Nahrungsergänzungsmittel, die AFA-Algen (Aphanizomenon-Flos-Aquae-Algen) enthalten, werden als „Heilmittel“ gegen das Aufmerksamkeits-Defizit-Hyperaktivitäts-Syndrom (ADHS), aber auch zur Stärkung des Immunsystems angepriesen. Ihre Wirksamkeit konnte bislang allerdings nicht belegt werden. Zweifelsfrei nachgewiesen ist hingegen, dass viele dieser Präparate bedenkliche Mengen Microzystine enthalten. Microzystine sind ein starkes Lebergift, das eine ähnliche Wirkung hat wie das Gift in Knollenblätterpilzen. Es können dadurch auch Schäden an Hirn und Nieren auftreten.
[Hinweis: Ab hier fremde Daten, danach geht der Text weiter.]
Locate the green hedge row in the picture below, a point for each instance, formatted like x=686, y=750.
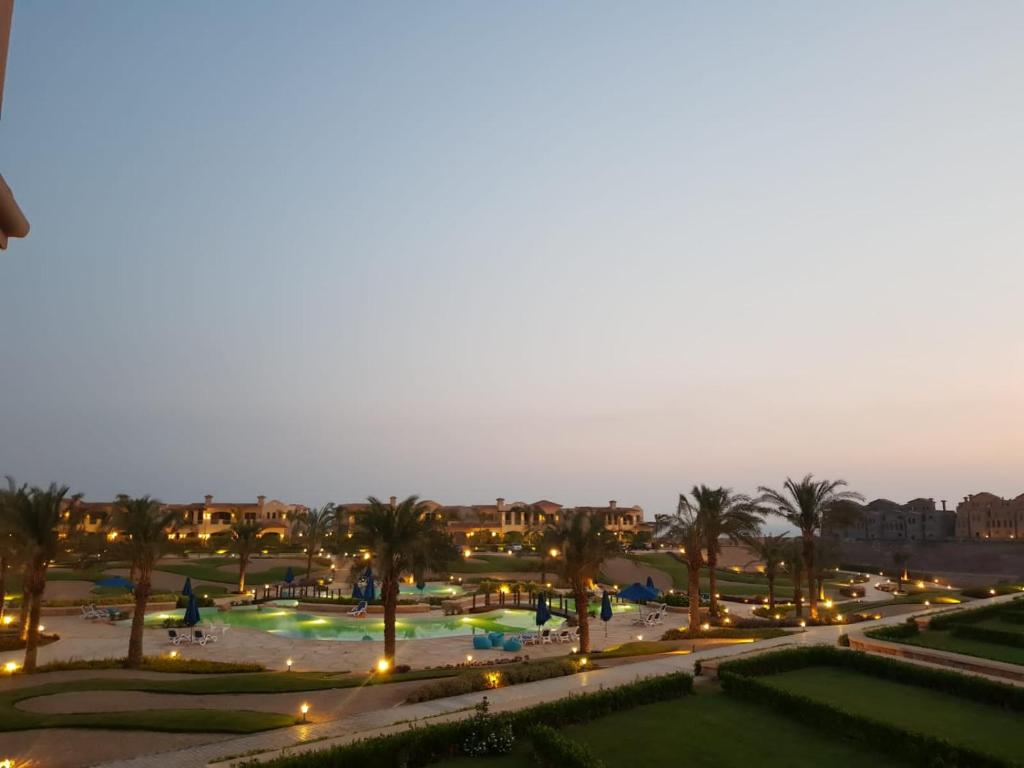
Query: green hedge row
x=422, y=745
x=920, y=749
x=552, y=750
x=953, y=683
x=999, y=637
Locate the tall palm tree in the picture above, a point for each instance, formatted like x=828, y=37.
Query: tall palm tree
x=795, y=567
x=245, y=541
x=804, y=504
x=402, y=538
x=143, y=525
x=313, y=525
x=771, y=550
x=728, y=515
x=584, y=546
x=34, y=515
x=685, y=528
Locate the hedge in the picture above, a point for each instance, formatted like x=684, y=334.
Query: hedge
x=999, y=637
x=966, y=686
x=555, y=751
x=421, y=745
x=920, y=749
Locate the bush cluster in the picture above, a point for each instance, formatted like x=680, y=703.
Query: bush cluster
x=422, y=745
x=476, y=680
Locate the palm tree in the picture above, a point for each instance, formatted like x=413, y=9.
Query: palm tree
x=584, y=546
x=402, y=538
x=34, y=516
x=804, y=504
x=143, y=524
x=795, y=567
x=771, y=550
x=725, y=514
x=245, y=541
x=685, y=527
x=313, y=525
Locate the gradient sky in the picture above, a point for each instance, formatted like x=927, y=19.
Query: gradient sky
x=576, y=251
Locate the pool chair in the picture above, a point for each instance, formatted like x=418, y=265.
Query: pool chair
x=175, y=639
x=202, y=638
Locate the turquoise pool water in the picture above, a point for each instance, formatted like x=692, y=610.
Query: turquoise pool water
x=297, y=625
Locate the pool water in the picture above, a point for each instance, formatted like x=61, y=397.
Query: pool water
x=300, y=626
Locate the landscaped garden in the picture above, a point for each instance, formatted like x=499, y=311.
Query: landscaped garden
x=994, y=632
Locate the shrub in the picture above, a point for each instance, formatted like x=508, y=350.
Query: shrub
x=555, y=751
x=477, y=680
x=422, y=745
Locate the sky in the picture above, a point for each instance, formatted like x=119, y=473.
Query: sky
x=576, y=251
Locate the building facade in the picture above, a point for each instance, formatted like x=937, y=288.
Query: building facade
x=481, y=524
x=885, y=520
x=985, y=515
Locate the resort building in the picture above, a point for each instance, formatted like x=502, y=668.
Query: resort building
x=481, y=523
x=988, y=516
x=195, y=521
x=884, y=520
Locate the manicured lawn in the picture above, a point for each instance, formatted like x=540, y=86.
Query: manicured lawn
x=486, y=563
x=707, y=730
x=961, y=721
x=944, y=640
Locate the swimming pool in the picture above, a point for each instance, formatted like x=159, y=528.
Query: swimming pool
x=300, y=626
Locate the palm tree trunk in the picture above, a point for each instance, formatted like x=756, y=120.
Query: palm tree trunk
x=142, y=588
x=798, y=593
x=36, y=589
x=583, y=616
x=713, y=580
x=693, y=592
x=812, y=596
x=243, y=564
x=389, y=594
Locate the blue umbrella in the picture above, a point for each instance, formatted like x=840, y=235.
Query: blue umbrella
x=369, y=593
x=192, y=615
x=543, y=613
x=116, y=583
x=637, y=593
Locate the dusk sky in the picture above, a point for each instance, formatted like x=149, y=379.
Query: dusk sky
x=572, y=251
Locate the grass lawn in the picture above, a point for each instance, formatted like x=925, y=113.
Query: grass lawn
x=944, y=640
x=707, y=730
x=961, y=721
x=486, y=563
x=208, y=721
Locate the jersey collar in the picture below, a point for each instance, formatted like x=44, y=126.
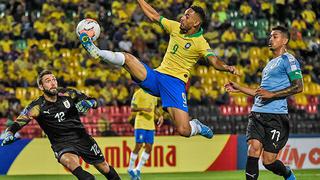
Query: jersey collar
x=197, y=34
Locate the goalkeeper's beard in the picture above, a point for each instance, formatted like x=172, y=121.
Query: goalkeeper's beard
x=50, y=93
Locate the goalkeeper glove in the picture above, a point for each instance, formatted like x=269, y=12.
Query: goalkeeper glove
x=8, y=138
x=84, y=105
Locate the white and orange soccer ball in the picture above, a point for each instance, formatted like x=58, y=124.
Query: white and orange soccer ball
x=89, y=26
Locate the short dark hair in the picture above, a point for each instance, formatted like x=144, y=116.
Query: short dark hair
x=41, y=74
x=283, y=30
x=200, y=12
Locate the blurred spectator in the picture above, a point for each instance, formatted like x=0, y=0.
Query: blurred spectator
x=125, y=44
x=309, y=15
x=299, y=24
x=229, y=35
x=245, y=9
x=246, y=35
x=6, y=43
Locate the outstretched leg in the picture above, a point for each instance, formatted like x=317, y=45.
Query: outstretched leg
x=188, y=128
x=108, y=171
x=133, y=158
x=128, y=61
x=271, y=163
x=71, y=162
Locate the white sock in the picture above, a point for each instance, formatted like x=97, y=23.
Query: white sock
x=195, y=129
x=133, y=158
x=115, y=58
x=144, y=157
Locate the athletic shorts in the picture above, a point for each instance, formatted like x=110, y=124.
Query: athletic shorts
x=171, y=90
x=144, y=136
x=86, y=147
x=272, y=130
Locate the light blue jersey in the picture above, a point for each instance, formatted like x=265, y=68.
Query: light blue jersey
x=277, y=75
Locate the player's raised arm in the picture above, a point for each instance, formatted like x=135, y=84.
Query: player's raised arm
x=234, y=87
x=149, y=11
x=29, y=113
x=84, y=102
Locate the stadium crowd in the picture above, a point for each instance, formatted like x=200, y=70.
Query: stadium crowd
x=41, y=34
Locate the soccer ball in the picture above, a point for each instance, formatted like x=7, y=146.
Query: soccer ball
x=90, y=26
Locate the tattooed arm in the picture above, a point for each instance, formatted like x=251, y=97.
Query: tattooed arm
x=295, y=87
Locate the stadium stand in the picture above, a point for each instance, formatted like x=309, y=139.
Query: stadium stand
x=41, y=34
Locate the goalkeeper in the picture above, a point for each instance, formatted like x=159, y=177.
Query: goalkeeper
x=57, y=113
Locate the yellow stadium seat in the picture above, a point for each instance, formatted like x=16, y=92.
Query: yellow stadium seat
x=20, y=93
x=254, y=52
x=306, y=79
x=65, y=52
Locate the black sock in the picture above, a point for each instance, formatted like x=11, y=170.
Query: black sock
x=112, y=174
x=82, y=174
x=252, y=168
x=278, y=168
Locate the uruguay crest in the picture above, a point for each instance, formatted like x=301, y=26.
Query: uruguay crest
x=66, y=104
x=187, y=46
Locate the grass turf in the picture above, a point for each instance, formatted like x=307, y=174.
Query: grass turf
x=214, y=175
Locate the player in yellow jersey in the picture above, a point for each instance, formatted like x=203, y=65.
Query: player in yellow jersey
x=144, y=105
x=186, y=46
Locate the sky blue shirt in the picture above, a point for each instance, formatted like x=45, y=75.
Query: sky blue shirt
x=277, y=75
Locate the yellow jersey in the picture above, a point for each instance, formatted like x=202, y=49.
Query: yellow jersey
x=183, y=50
x=142, y=99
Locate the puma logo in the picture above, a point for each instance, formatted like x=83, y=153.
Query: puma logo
x=275, y=145
x=251, y=175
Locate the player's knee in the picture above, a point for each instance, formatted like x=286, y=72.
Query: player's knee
x=128, y=58
x=148, y=148
x=183, y=131
x=254, y=149
x=268, y=160
x=69, y=163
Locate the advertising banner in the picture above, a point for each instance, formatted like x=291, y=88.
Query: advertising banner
x=169, y=154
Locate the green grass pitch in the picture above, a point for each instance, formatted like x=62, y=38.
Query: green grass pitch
x=214, y=175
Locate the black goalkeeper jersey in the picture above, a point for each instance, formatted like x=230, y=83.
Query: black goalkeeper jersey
x=60, y=120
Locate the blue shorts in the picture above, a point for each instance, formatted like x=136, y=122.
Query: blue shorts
x=144, y=136
x=171, y=90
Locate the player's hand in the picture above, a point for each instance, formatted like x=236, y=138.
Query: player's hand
x=160, y=121
x=233, y=70
x=84, y=105
x=8, y=138
x=232, y=87
x=264, y=94
x=148, y=109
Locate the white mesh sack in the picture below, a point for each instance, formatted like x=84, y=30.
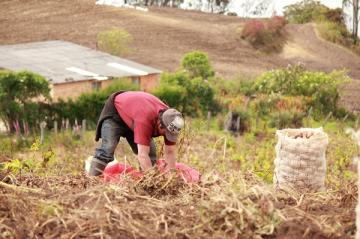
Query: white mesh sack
x=300, y=162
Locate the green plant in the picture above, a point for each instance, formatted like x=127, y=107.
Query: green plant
x=287, y=119
x=115, y=41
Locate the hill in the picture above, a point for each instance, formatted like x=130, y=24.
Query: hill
x=163, y=35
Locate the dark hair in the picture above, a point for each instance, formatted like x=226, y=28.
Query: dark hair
x=162, y=124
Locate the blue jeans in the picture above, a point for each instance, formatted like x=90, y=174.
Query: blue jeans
x=111, y=131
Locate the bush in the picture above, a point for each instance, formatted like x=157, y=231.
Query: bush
x=265, y=35
x=115, y=41
x=19, y=93
x=193, y=97
x=287, y=119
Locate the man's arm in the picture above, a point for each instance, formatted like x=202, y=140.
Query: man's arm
x=170, y=156
x=143, y=157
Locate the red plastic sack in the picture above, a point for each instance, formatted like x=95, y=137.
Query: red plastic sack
x=113, y=172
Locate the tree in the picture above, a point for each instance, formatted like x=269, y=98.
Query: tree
x=18, y=90
x=355, y=13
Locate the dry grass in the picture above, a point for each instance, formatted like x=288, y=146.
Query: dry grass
x=162, y=206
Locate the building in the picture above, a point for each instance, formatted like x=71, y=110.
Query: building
x=73, y=69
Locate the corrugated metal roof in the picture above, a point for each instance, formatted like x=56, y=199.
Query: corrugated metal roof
x=61, y=62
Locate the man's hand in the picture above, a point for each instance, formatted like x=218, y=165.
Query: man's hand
x=143, y=157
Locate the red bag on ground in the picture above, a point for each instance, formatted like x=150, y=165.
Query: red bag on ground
x=113, y=172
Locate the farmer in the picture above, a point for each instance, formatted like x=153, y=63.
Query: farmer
x=138, y=117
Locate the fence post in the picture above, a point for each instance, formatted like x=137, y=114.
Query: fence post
x=42, y=131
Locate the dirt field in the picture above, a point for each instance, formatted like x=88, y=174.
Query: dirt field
x=163, y=35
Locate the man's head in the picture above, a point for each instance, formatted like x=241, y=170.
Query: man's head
x=172, y=122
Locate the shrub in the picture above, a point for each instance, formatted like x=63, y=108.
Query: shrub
x=287, y=119
x=18, y=92
x=333, y=31
x=191, y=96
x=115, y=41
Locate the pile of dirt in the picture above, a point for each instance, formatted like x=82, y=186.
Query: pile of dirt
x=159, y=206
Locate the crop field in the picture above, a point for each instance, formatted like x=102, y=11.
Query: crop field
x=45, y=193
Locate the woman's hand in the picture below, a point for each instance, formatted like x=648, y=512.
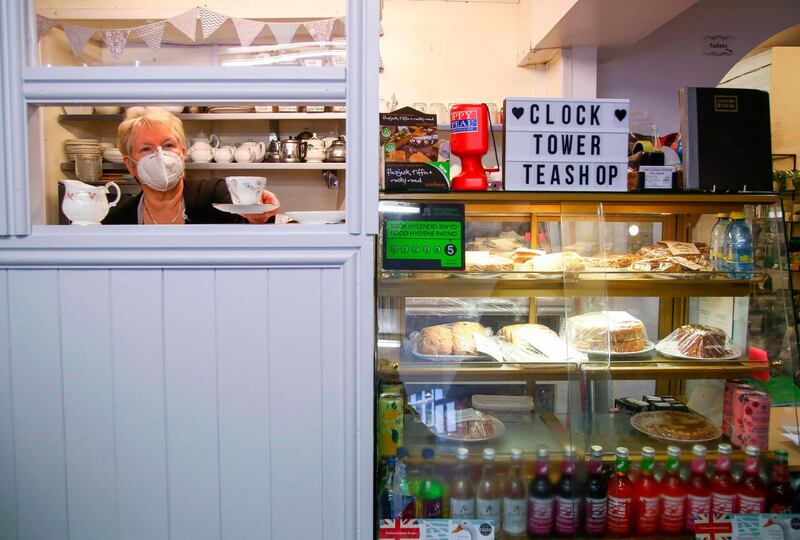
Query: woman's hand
x=267, y=197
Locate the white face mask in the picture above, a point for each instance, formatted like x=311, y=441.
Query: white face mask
x=160, y=170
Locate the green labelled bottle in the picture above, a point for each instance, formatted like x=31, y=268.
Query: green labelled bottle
x=430, y=488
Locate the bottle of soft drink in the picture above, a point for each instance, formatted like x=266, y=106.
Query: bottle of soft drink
x=646, y=495
x=462, y=492
x=567, y=505
x=698, y=488
x=717, y=242
x=515, y=499
x=780, y=495
x=386, y=505
x=738, y=247
x=430, y=488
x=403, y=499
x=723, y=486
x=487, y=504
x=672, y=507
x=620, y=497
x=540, y=497
x=596, y=493
x=751, y=493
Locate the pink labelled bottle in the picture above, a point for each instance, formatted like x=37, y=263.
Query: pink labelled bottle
x=646, y=491
x=515, y=499
x=780, y=495
x=487, y=502
x=462, y=491
x=723, y=486
x=751, y=492
x=698, y=488
x=620, y=497
x=541, y=501
x=595, y=507
x=672, y=498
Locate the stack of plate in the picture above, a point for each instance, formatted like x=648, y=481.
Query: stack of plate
x=76, y=147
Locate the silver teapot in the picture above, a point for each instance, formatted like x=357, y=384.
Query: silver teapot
x=293, y=150
x=337, y=151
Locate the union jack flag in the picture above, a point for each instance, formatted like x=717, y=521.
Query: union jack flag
x=399, y=529
x=713, y=527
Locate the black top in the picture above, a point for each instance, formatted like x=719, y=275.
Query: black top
x=198, y=196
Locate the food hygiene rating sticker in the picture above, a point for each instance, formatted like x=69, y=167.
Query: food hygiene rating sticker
x=423, y=237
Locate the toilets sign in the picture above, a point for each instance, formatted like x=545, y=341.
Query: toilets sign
x=565, y=145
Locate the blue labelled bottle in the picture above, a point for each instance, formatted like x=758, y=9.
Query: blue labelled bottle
x=718, y=241
x=738, y=247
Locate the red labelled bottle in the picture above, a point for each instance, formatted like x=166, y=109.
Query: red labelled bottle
x=541, y=501
x=723, y=486
x=430, y=488
x=672, y=499
x=567, y=506
x=751, y=492
x=646, y=498
x=515, y=499
x=698, y=488
x=780, y=495
x=620, y=497
x=487, y=497
x=462, y=491
x=595, y=507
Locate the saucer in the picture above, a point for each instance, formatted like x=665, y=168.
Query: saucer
x=244, y=208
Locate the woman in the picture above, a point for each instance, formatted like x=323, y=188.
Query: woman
x=153, y=146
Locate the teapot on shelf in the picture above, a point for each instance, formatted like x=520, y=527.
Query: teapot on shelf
x=85, y=204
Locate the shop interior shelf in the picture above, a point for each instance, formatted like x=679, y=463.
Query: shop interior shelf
x=422, y=284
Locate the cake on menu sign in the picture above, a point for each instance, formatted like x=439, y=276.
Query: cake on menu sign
x=565, y=145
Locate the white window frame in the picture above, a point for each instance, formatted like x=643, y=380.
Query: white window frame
x=25, y=86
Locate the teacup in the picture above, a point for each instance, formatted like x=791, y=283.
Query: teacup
x=246, y=189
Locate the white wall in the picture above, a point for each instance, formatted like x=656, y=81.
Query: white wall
x=651, y=71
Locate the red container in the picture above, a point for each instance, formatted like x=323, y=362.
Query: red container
x=755, y=420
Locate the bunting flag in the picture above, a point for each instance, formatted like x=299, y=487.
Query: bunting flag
x=152, y=35
x=210, y=21
x=247, y=30
x=320, y=30
x=186, y=22
x=43, y=25
x=283, y=32
x=77, y=36
x=115, y=41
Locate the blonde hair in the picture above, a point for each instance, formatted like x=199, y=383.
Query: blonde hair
x=136, y=117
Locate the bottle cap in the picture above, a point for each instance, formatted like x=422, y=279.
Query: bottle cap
x=752, y=451
x=699, y=450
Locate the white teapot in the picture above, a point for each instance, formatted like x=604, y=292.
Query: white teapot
x=259, y=149
x=87, y=205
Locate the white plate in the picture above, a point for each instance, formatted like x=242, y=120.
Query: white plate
x=316, y=218
x=669, y=349
x=648, y=346
x=244, y=208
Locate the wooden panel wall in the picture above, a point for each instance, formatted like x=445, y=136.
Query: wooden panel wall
x=180, y=403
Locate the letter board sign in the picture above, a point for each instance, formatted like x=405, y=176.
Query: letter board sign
x=565, y=145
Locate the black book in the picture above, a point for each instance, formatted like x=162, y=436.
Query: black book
x=727, y=145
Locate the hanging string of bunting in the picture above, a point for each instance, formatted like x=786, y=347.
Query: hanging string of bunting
x=152, y=34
Mittlerweile wurde von der Gesundheitsbehörde in Oregon (USA) ein provisorischer Richtwert von 1 Mikrogramm Microzystine pro Gramm Algenpräparat erlassen. Toxikologische Untersuchungen an der Universität Konstanz ergaben, dass 10 von 16 getesteten Produkten, die in Deutschland und der Schweiz verkauft wurden, bedenkliche Mengen Microzystine aufweisen und den Richtwert überschreiten.

Mein Tipp:
AFA-Algen werden als Nahrungsergänzung meist über einen längeren Zeitraum genommen. Das ist besonders für Kinder gefährlich, denn der vorläufige Richtwert bezieht sich auf einen maximalen täglichen Konsum von 2 Gramm Produkt durch einen Erwachsenen. Kinder haben beim Verzehr der gleichen Tagesration eine wesentlich höhere Giftaufnahme pro Kilogramm Körpergewicht und sind somit auch stärker gefährdet. Geben Sie Ihrem Kind daher kein AFA-Algen-Präparat!